Two other teams that deserved some highlight reel attention were Shawn Anderson/Rob Guthary and ACL Pros Curtis Kearns/Trae Kelly. Anderson and Guthary were outrageous on airmails all weekend. Even in their last game of the day in which they lost, I thought they actually outplayed Matt and Bret Guy. They had some uncharacteristic mistakes late in the game that cost them the match but the fact that Rob Guthary had six four-baggers in that one match should tell you that he was in the zone. In another bracket, Kearns and Kelly were breaking hearts and hurting feelings all day long. I can't tell you how many times I was watching the bracket and said to myself "Kearns/Kelly beat ______ too?!" That's not an insult to them as a team, but more so a testament to the caliber of talent that they sent packing throughout the tournament. In the losers bracket alone, Kearns/Kelly defeated Michael Lucas Jr/Michael Dinges, Stephen Bolen/Noah Wooten, Trey Burchfield/Brandon Corwin, Adam Hissner/Cody Henderson, and Eric Weathers/Josh Groce...are you kidding me?!
The last event of the weekend may not have had a surprising ending, but there were certainly some intriguing performances. The day belonged to Ryan Windsor, there's no doubting that. I often used to say that when Matt Guy was in his zone, he was unbeatable. It wasn't as if Guy was always unbeatable, because sometimes he just wasn't in his zone. But when Guy was feeling good, I genuinely thought he was unbeatable. Well, that theory was debunked this weekend when Windsor defeated an "in-the-zone" Matt Guy in the semifinals. I lost count at how many 15/16 bag streaks we had throughout that one game that ended in a 21-20 victory for Windsor. I give ACL Pro Trey Burchfield an enormous amount of credit in the finals trying to force Windsor into a different style of play. Burchfield had executed such a great block-then-airmail game all weekend long, he came (relatively) close to a similar performance against Windsor, but Windsor was just too tough.
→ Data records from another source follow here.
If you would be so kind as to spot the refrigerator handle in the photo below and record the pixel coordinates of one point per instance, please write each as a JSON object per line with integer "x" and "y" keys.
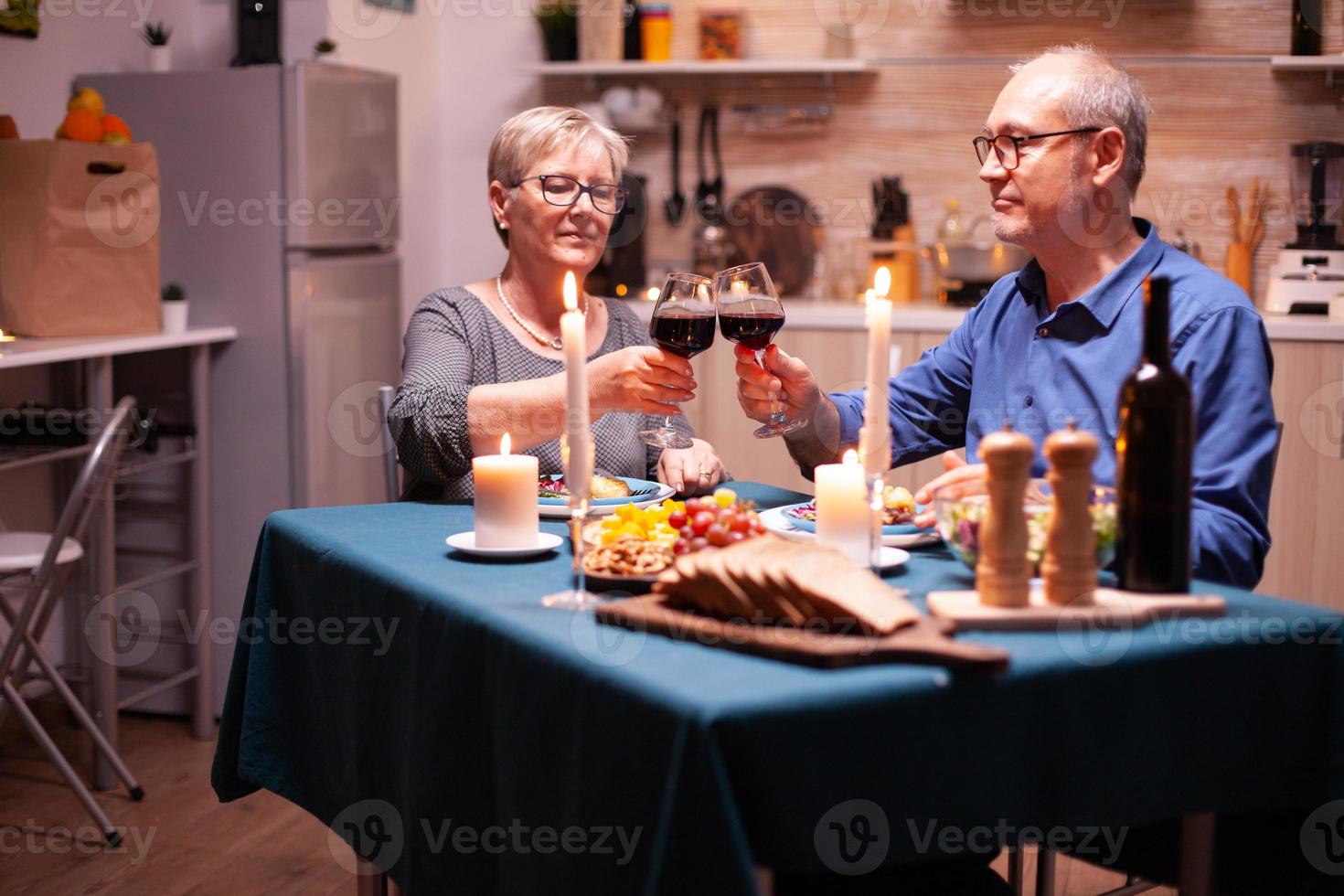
{"x": 300, "y": 292}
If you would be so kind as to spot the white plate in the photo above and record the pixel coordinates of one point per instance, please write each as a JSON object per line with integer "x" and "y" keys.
{"x": 465, "y": 541}
{"x": 562, "y": 512}
{"x": 775, "y": 521}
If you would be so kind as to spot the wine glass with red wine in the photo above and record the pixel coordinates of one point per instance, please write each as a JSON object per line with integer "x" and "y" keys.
{"x": 750, "y": 315}
{"x": 683, "y": 324}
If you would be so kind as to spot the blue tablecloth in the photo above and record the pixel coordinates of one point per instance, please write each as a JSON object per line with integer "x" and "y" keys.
{"x": 426, "y": 707}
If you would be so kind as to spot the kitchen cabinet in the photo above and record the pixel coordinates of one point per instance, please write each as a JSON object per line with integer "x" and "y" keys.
{"x": 1307, "y": 507}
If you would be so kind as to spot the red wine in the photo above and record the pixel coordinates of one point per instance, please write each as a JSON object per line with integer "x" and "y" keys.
{"x": 1153, "y": 461}
{"x": 683, "y": 335}
{"x": 754, "y": 329}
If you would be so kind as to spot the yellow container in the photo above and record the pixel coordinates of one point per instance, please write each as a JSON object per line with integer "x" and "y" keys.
{"x": 656, "y": 34}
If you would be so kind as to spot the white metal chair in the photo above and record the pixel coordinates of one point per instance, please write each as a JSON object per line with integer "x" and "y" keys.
{"x": 42, "y": 560}
{"x": 385, "y": 404}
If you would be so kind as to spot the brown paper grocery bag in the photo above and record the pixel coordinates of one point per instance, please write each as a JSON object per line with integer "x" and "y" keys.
{"x": 80, "y": 254}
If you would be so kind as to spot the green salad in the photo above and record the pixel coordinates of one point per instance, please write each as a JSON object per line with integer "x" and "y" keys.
{"x": 958, "y": 524}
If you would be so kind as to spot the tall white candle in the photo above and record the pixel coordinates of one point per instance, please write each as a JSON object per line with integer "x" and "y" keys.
{"x": 843, "y": 513}
{"x": 875, "y": 441}
{"x": 578, "y": 464}
{"x": 506, "y": 498}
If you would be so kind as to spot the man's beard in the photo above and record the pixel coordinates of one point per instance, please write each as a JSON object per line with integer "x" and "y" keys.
{"x": 1027, "y": 229}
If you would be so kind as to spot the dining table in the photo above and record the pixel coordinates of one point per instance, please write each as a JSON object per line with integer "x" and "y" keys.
{"x": 463, "y": 738}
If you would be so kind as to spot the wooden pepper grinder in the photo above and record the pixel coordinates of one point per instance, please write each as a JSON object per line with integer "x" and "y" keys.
{"x": 1003, "y": 574}
{"x": 1070, "y": 561}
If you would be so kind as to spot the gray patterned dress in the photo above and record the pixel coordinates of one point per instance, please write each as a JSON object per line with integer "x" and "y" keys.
{"x": 453, "y": 343}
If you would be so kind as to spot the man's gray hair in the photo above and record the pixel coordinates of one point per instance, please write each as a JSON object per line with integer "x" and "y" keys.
{"x": 1104, "y": 96}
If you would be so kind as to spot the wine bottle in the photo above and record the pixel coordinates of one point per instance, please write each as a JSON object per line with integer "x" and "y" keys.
{"x": 1308, "y": 19}
{"x": 1153, "y": 461}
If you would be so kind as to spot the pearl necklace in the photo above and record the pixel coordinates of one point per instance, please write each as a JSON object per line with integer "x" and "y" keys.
{"x": 551, "y": 343}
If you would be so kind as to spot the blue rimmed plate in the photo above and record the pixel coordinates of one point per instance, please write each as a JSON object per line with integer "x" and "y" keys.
{"x": 643, "y": 493}
{"x": 792, "y": 515}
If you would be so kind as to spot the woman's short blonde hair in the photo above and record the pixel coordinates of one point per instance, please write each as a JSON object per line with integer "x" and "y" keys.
{"x": 537, "y": 132}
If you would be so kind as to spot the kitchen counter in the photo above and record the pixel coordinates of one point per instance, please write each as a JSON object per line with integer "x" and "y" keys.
{"x": 930, "y": 316}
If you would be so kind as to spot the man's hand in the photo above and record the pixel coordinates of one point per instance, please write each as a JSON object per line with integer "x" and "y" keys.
{"x": 955, "y": 470}
{"x": 784, "y": 375}
{"x": 692, "y": 470}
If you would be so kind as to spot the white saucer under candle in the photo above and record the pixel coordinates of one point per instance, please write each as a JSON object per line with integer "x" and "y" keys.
{"x": 506, "y": 498}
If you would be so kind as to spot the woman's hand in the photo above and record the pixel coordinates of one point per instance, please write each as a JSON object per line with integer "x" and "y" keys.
{"x": 640, "y": 379}
{"x": 692, "y": 470}
{"x": 788, "y": 378}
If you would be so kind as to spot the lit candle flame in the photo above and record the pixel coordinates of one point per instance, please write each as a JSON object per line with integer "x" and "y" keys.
{"x": 882, "y": 281}
{"x": 571, "y": 292}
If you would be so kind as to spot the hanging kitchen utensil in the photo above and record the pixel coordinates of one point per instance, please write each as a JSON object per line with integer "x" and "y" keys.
{"x": 717, "y": 185}
{"x": 675, "y": 205}
{"x": 778, "y": 228}
{"x": 706, "y": 205}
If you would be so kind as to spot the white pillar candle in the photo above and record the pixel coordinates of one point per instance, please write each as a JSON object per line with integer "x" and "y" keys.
{"x": 875, "y": 437}
{"x": 578, "y": 463}
{"x": 506, "y": 498}
{"x": 843, "y": 515}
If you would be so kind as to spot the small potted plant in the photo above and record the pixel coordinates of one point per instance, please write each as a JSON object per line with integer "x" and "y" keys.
{"x": 325, "y": 50}
{"x": 156, "y": 37}
{"x": 174, "y": 308}
{"x": 560, "y": 30}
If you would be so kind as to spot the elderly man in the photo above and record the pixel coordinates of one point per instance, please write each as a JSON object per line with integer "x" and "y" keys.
{"x": 1063, "y": 154}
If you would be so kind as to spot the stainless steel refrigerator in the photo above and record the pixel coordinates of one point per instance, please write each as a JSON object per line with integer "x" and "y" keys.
{"x": 280, "y": 202}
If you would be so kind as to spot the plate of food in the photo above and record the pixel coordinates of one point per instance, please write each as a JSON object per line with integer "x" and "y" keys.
{"x": 608, "y": 492}
{"x": 898, "y": 508}
{"x": 635, "y": 543}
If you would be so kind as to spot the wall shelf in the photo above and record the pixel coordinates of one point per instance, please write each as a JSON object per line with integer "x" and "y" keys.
{"x": 1328, "y": 63}
{"x": 698, "y": 68}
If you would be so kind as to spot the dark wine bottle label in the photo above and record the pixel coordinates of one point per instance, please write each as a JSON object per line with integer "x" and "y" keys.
{"x": 1153, "y": 461}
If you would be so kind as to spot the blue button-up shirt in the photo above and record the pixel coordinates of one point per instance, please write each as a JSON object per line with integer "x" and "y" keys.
{"x": 1014, "y": 360}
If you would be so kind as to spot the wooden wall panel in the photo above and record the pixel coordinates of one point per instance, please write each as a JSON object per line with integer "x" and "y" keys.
{"x": 1217, "y": 121}
{"x": 1011, "y": 27}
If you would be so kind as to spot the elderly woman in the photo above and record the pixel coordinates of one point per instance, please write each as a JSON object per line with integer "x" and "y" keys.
{"x": 484, "y": 359}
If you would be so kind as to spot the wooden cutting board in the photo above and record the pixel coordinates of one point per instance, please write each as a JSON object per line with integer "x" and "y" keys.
{"x": 923, "y": 643}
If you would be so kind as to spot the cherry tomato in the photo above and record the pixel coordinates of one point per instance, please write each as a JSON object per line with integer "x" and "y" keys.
{"x": 717, "y": 535}
{"x": 702, "y": 521}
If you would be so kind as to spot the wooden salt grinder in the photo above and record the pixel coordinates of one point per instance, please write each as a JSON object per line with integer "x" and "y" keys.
{"x": 1001, "y": 572}
{"x": 1070, "y": 561}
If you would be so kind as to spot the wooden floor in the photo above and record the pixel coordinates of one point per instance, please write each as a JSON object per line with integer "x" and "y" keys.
{"x": 182, "y": 840}
{"x": 188, "y": 842}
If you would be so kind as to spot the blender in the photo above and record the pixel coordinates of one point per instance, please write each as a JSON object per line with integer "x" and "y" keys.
{"x": 1310, "y": 269}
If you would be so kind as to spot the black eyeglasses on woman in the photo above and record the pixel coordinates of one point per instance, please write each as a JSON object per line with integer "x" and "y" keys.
{"x": 560, "y": 189}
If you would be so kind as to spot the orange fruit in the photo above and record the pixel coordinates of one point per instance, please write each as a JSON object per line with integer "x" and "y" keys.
{"x": 82, "y": 125}
{"x": 86, "y": 98}
{"x": 113, "y": 125}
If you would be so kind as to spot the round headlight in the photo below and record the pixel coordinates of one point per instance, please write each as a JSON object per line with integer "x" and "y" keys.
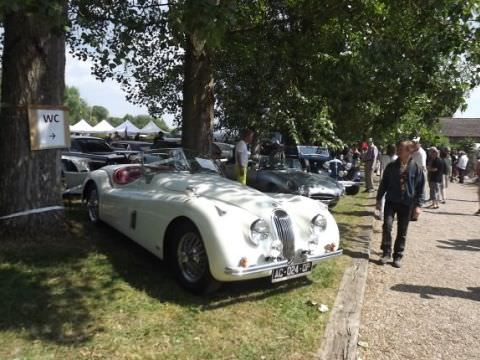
{"x": 319, "y": 222}
{"x": 259, "y": 231}
{"x": 276, "y": 248}
{"x": 291, "y": 185}
{"x": 304, "y": 191}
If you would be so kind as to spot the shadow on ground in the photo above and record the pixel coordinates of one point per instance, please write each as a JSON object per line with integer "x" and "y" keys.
{"x": 447, "y": 213}
{"x": 464, "y": 245}
{"x": 52, "y": 289}
{"x": 427, "y": 292}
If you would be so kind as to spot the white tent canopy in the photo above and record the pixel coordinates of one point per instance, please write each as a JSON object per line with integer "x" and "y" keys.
{"x": 128, "y": 127}
{"x": 103, "y": 127}
{"x": 81, "y": 127}
{"x": 151, "y": 128}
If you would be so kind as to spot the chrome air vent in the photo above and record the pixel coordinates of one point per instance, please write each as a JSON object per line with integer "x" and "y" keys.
{"x": 284, "y": 229}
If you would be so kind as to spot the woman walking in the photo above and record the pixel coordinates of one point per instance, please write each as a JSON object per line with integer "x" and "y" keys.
{"x": 447, "y": 162}
{"x": 435, "y": 176}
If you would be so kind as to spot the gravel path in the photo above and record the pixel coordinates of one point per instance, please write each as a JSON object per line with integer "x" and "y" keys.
{"x": 430, "y": 308}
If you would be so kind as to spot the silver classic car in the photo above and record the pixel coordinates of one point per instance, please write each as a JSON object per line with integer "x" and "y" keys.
{"x": 210, "y": 229}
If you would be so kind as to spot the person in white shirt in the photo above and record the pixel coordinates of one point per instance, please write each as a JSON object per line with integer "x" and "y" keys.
{"x": 370, "y": 158}
{"x": 462, "y": 166}
{"x": 241, "y": 156}
{"x": 419, "y": 156}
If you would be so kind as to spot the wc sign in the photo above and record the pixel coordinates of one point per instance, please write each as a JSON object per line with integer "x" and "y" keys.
{"x": 48, "y": 127}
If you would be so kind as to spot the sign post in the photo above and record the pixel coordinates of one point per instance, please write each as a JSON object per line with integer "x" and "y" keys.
{"x": 48, "y": 127}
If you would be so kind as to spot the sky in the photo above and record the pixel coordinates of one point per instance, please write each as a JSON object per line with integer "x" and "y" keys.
{"x": 110, "y": 95}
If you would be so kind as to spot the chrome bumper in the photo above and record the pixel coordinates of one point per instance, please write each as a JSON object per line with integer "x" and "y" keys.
{"x": 254, "y": 269}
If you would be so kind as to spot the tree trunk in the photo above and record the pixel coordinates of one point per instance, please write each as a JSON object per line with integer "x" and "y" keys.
{"x": 198, "y": 99}
{"x": 33, "y": 70}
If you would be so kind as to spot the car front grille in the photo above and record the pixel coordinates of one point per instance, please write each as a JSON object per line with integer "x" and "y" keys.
{"x": 327, "y": 198}
{"x": 283, "y": 226}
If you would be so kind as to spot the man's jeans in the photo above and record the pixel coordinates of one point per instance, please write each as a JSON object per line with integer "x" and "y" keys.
{"x": 403, "y": 213}
{"x": 369, "y": 167}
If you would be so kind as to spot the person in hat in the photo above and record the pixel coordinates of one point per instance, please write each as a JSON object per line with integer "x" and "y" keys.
{"x": 436, "y": 171}
{"x": 419, "y": 156}
{"x": 462, "y": 166}
{"x": 370, "y": 159}
{"x": 241, "y": 156}
{"x": 477, "y": 170}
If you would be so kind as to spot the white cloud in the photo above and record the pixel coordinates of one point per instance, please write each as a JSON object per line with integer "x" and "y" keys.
{"x": 473, "y": 105}
{"x": 108, "y": 93}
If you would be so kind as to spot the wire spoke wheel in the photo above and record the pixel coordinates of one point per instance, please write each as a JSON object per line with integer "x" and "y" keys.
{"x": 191, "y": 257}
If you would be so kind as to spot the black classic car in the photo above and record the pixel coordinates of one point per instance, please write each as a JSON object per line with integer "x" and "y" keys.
{"x": 311, "y": 157}
{"x": 277, "y": 174}
{"x": 131, "y": 145}
{"x": 86, "y": 154}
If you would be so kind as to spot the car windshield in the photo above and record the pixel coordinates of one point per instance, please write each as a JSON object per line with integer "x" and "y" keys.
{"x": 178, "y": 159}
{"x": 94, "y": 145}
{"x": 313, "y": 150}
{"x": 272, "y": 162}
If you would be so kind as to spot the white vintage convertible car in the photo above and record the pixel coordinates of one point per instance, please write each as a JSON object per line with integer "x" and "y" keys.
{"x": 210, "y": 229}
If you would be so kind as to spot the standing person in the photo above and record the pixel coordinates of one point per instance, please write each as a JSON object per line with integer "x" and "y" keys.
{"x": 462, "y": 166}
{"x": 420, "y": 157}
{"x": 436, "y": 172}
{"x": 447, "y": 162}
{"x": 478, "y": 183}
{"x": 391, "y": 156}
{"x": 241, "y": 156}
{"x": 370, "y": 159}
{"x": 454, "y": 159}
{"x": 402, "y": 184}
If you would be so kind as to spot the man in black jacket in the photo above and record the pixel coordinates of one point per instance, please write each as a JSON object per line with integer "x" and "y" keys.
{"x": 402, "y": 184}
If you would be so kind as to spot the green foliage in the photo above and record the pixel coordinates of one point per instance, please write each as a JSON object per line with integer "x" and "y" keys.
{"x": 372, "y": 68}
{"x": 307, "y": 68}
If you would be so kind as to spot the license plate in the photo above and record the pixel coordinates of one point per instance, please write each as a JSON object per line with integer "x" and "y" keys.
{"x": 291, "y": 271}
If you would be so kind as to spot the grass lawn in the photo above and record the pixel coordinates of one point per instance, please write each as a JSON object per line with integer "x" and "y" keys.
{"x": 95, "y": 294}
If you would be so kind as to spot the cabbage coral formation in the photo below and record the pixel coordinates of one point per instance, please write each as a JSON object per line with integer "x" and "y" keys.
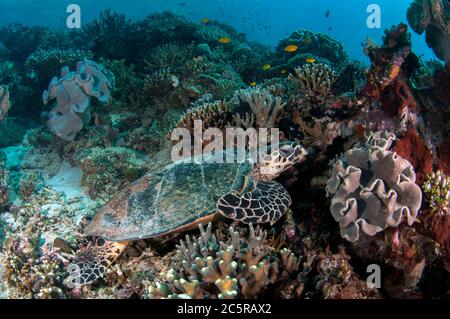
{"x": 432, "y": 17}
{"x": 207, "y": 267}
{"x": 373, "y": 189}
{"x": 72, "y": 93}
{"x": 4, "y": 176}
{"x": 5, "y": 104}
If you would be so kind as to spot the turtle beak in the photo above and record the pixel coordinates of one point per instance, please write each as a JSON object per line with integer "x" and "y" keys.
{"x": 299, "y": 152}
At the top of the list for surprises has to be Dustin Butler. Butler was certainly under the radar and widely unknown nationally coming into the weekend, but plenty of people know him after leaving. Butler only lost two games all day, both to Windsor, but delivered losses to Jay Corley, Chuckie Love, Daniel Resureccion (a great West Coast player that had a successful first ACL National appearance), and Courtney Coy. Another player that (finally) was able to live up to some steep expectations from me was ACL Pro Scott Phillips. Phillips started the day 4-0 and ended 5th in his bracket. Phillips also finished third in the Advanced Blind Draw with Thomas Tuttle so the Northwest Conference gets some recognition by way of its shining star in Phillips.
Can we leave for Arizona now? Well, maybe after a nap.